My Lords, this amendment is designed to probe the Government’s intentions as regards the substantial baggage of copyright exceptions which stem from the Hargreaves report. We understand the deadline for written comments on the first batch of draft legislation is 17 July 2013, and that the IPO will be holding a series of open meetings in the week commencing 8 July 2013 to give opportunity for discussion. Although we welcome this, we have not had notification so far about the other batches or, indeed, any certainty on how many of these there will be.
Therefore, can the Minister say, first, that it is intended that the Government will make the draft legislation widely available so that the finer points of wording may be examined by parties with a broad range of expertise? If so, can he spell out the various stages remaining in this process for the information of the Committee?
Secondly, may I ask how the Government will manage the need to take a view of the impact of these regulations in the round? Will there be a debate or some other opportunity for both Houses of Parliament to get involved before the regulations are introduced? On the regulations so far published, we are already aware of some significant issues which are being raised across the industry. Can the Minister share with the Committee how the proposal to introduce an exception for private copying can be squared with the requirements of the EC copyright directive and its requirements for fair compensation for rights owners? In this context, is the Minister aware of concerns about the evidence base used for the Hargreaves review? For example, the Government justify the proposal not to provide a compensation system on the basis that the exception will cause minimal, if any, harm due to the minimal impact on sales expected to arise from the introduction of this permitted act and the opportunity that it provides for the value of private copying to be priced in at the point of sale.

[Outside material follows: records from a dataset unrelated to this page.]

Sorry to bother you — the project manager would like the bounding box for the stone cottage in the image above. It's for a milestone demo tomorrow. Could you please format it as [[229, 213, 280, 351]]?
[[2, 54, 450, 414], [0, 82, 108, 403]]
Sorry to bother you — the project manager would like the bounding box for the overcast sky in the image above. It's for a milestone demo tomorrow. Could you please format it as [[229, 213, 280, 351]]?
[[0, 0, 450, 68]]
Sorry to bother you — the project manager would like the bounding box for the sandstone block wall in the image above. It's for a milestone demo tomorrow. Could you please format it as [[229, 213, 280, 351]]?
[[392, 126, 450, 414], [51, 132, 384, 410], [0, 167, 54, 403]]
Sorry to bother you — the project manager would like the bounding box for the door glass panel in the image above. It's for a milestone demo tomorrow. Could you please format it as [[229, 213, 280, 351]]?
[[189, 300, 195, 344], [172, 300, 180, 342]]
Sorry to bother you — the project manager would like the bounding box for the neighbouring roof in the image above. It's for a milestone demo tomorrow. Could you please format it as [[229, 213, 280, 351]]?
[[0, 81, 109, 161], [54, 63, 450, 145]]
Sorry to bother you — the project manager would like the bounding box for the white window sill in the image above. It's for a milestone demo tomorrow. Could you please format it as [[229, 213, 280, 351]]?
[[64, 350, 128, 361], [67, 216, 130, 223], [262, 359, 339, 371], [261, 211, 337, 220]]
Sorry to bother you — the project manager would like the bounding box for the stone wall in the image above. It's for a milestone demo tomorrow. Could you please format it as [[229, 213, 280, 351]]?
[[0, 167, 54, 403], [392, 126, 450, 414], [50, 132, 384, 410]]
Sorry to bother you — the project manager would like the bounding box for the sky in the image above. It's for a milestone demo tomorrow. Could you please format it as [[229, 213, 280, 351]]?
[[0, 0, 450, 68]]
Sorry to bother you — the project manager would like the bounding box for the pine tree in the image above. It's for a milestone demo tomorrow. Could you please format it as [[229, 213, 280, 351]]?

The impact assessment accompanying the modernising copyright documents stated on page 15 that the research into private copying appears to confirm that pricing in is possible and is taking place. However, the research by Roberto Camerani et al, which informed the impact assessment, does not come to this conclusion and instead finds, in the case of music, that
“an assumption or view that online stores embed an additional cost into their product price for copying remains ambiguous”.
Moreover, the research concludes that, in the field of music, the researchers could not find any evidence in support of a widely held view that stores are including in their price a permission to copy. The assumption that the value of private copying is priced in at the point of sale is refuted by the research commissioned by the IPO itself, so how does the Minister justify the approach now being taken?
Draft Clause 28 in the CDPA refers to permitted private copies being made from a copy that is held by an individual on a permanent basis. This expression is not clear and is not currently recognised elsewhere as a means of distinguishing one copy in the lawful possession of an individual from another copy which might not meet the test of being a permanent copy. Can the Minister elucidate this? Will he clarify the concept of
permanent copies, particularly when a sound recording or a film may include underlying works which have been licensed only on a limited basis for inclusion in a so-called permanent copy?
Draft Section 28B(4) of the CDPA appears to ignore how terms and conditions permitting access to copyright works increasingly relate to the application of technical protection measures. For example, programmes which can be viewed on BBC iPlayer may also be downloaded for viewing during an agreed period, not normally beyond 30 days. If customers can override the TPM contractual provisions, any terms which are intended to distinguish access to a catch-up TV service from a full video on-demand download service will be potentially ineffective. TPM measures have never been “strictly non-contractual”. Can the Minister explain how the government drafting takes this into account?
The current wording on “cloud” storage does not appear to prevent sharing from the storage. Can the Minister confirm that the draft regulations will be tightened to ensure that no one is permitted to permit anyone else to make copies of their “private” copies?
It is hard to see how the new quotation exception can apply to all copyright works, including photographs. Section 30 of the CDPA allows fair dealing of copyright works for criticism, review and news reporting but excludes photographs from the fair dealing provision. Can the Minister confirm that a similar carve-out will be introduced for photographs? The phrase “fair dealing for the purposes of quotation” does not clearly communicate in plain English the fact that uses which are normally licensed or otherwise exploited are not included. Can the Minister confirm that this can be looked at again?
The Minister will recall that when we discussed parody at length in Committee on the ERR Bill, the suggestion was made that parodists could rely on the concept of fair dealing, so that no further definition was required. This approach was strongly challenged in Committee, not least because parody is a very popular mode of entertainment in the UK and needs certainty. I accept that this is a tricky area but do not believe that the proposed new exception for parody will be sufficient if no definition or boundaries are set out in the regulations. It is also quite surprising, given the debate referred to, that no definition is being proposed to specify what would constitute “parody”, “caricature” or “pastiche”. Would the Minister not agree that it will be necessary at least to distinguish each of those from the others? To avoid further confusion in the application of any clearly defined exception linked to each of these expressions, rights owners are likely to argue that it should be made clear that when users rely upon the proposed exception, any parody, caricature or pastiche must not infringe the moral rights of the authors or performers. Can the Minister confirm that this matter might be looked at?
I apologise to the Minister for all the detailed questions, but I hope that they exemplify why more time needs to be allowed for these important changes. Unfortunately, I doubt very much whether single debates, even on a group of SIs, will be sufficient. I beg to move.